La peli empieza como un falso documental: una reportera (Ángela, interpretada por Manuela Velasco) y su cámara entran en un edificio de Barcelona junto a unos bomberos porque supuestamente hay una vecina con problemas. Lo que parecía una chorrada acaba convirtiéndose en una pesadilla encerrada entre cuatro paredes. De repente, el edificio queda sellado por las autoridades y dentro empieza el caos: vecinos infectados, ataques, y un misterio que cada vez se vuelve más siniestro.
Lo mejor de REC es cómo juega con el punto de vista de la cámara en mano, haciéndote sentir atrapado allí dentro. No es solo que te asuste con sustos fáciles: es la tensión, el agobio, la claustrofobia de estar encerrado sin salida. Además, a medida que avanza, descubres que no es solo una historia de “infectados tipo zombie”, sino que hay algo más oscuro y religioso detrás, lo que le da un giro muy original al final.
Y hablando de ese final… brutal. Esa última escena en el ático, con la cámara en visión nocturna, ya es historia del cine de terror.

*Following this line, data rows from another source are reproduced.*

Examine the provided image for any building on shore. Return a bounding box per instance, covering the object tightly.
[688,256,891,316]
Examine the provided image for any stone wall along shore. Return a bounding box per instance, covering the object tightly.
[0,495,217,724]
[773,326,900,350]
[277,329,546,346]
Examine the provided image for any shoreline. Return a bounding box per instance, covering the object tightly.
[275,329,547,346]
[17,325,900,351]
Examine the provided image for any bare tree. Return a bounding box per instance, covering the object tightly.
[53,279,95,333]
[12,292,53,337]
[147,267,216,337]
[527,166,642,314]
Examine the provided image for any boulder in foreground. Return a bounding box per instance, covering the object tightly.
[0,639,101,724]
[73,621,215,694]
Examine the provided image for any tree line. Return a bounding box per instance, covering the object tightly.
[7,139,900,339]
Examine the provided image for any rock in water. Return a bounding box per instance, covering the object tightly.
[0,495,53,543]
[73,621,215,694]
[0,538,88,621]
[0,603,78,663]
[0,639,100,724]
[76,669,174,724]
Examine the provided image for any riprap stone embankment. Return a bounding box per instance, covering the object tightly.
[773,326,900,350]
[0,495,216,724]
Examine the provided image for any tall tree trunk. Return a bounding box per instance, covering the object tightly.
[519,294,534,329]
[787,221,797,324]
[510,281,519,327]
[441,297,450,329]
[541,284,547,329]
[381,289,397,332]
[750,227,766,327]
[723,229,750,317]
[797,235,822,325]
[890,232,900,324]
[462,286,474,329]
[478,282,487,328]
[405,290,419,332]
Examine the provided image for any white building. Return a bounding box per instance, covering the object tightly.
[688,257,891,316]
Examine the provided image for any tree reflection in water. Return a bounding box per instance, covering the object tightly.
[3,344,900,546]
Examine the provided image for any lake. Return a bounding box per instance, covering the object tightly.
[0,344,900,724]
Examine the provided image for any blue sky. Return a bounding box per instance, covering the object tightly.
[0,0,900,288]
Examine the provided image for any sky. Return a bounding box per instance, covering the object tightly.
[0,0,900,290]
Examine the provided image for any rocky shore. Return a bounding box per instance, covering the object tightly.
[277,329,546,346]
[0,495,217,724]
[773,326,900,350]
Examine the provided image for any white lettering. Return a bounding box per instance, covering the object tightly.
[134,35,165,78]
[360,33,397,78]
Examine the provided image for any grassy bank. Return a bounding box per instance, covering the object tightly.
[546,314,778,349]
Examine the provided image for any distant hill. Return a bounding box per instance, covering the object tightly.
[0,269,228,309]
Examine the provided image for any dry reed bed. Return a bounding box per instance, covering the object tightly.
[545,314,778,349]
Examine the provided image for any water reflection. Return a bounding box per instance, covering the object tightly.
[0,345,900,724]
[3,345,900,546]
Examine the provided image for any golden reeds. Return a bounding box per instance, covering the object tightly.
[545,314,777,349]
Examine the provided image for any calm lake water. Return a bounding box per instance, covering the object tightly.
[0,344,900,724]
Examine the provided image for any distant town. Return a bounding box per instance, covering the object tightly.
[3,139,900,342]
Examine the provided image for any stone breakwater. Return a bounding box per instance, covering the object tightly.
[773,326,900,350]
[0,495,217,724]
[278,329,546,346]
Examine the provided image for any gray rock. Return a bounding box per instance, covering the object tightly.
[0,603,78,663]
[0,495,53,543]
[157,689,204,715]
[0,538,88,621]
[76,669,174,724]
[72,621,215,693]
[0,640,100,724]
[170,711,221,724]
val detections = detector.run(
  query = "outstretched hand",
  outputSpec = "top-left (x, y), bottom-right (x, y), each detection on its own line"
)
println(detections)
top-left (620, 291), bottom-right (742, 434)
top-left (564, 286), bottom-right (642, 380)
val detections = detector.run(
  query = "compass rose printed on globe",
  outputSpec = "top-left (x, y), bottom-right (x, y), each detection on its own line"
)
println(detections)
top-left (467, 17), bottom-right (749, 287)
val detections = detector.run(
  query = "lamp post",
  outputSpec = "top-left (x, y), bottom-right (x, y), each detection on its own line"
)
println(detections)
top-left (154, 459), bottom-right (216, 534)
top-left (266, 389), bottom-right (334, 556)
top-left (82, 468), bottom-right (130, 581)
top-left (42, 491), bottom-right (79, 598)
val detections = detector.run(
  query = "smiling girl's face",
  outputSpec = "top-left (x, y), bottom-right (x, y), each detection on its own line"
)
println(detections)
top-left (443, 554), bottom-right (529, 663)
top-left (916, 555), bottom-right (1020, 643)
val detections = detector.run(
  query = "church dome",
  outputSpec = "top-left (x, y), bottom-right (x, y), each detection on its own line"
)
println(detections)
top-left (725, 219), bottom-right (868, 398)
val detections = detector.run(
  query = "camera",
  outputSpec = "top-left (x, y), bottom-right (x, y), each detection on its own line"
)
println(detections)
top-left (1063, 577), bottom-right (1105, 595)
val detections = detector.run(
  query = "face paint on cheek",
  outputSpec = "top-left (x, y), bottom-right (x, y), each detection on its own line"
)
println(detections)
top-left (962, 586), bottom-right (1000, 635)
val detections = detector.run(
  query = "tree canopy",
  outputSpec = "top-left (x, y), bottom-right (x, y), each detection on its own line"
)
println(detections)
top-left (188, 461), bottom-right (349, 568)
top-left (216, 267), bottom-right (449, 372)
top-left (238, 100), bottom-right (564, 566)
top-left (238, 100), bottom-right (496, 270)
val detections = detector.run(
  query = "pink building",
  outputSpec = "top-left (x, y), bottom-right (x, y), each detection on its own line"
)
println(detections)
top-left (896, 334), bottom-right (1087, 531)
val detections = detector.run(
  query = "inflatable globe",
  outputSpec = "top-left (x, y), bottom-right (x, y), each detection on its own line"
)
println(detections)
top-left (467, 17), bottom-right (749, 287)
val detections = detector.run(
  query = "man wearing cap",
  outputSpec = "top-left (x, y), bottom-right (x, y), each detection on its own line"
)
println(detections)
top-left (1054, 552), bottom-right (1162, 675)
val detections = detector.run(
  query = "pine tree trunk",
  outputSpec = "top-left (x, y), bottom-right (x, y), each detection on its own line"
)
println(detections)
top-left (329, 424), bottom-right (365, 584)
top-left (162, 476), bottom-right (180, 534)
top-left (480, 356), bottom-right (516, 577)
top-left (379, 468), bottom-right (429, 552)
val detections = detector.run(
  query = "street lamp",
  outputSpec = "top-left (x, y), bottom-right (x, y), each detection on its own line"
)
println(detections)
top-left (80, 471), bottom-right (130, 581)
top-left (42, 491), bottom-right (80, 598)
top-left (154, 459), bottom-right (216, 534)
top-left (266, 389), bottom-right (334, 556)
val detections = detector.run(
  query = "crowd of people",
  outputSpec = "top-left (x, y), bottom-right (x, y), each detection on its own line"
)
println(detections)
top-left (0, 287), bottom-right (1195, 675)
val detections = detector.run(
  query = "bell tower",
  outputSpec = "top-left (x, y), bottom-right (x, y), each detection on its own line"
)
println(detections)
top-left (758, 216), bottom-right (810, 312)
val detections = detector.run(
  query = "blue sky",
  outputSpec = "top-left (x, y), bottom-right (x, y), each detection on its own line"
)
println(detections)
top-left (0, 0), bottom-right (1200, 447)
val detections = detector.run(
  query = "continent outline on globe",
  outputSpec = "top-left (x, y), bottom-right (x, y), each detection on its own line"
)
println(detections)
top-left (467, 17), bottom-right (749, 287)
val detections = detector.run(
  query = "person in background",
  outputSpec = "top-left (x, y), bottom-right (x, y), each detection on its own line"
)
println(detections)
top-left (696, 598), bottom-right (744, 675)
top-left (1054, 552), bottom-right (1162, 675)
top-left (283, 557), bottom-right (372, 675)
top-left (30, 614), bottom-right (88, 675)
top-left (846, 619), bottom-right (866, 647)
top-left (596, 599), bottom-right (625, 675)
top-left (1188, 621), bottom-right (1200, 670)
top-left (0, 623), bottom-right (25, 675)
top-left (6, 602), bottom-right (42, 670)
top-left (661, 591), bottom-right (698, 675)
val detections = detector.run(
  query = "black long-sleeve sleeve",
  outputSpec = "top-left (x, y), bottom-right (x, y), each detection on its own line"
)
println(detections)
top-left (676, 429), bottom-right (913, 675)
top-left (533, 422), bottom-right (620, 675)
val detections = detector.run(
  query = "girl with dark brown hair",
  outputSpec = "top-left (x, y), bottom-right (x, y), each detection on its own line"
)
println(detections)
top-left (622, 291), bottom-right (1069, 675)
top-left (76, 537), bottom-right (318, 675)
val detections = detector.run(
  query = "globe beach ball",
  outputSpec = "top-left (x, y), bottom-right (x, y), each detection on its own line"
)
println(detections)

Pura angustia, puro mal rollo.
Lo malo, si acaso, es que si no te gusta el estilo de cámara en mano, puede llegar a marear un poco. Y al ser tan intensa, no deja mucho respiro: es tensión casi constante. Pero justo ahí está también su punto fuerte.
¿Qué tiene de especial?
Que es una de las pelis más originales del terror moderno, y encima española. Un referente mundial que marcó época.
¿Fácil de ver?
Para nada, es muy agobiante. Si no te gusta el terror en primera persona, lo vas a pasar mal.
¿Recomendada?
Sí, sin duda. Para mí es de las mejores pelis de terror de los 2000. Eso sí, mejor verla de noche y con las luces apagadas… si te atreves.
Imágenes
Curiosidades
A los actores nunca se les dio el guión en su totalidad, por lo que ninguno de ellos sabía del destino de sus personajes, a veces no hasta el día en que realmente estaban filmando sus escenas. Esto significaba que los actores estaban, en la mayoría de los casos, estresados, nerviosos y aprensivos el día del rodaje, cualidades ideales para la película en sí.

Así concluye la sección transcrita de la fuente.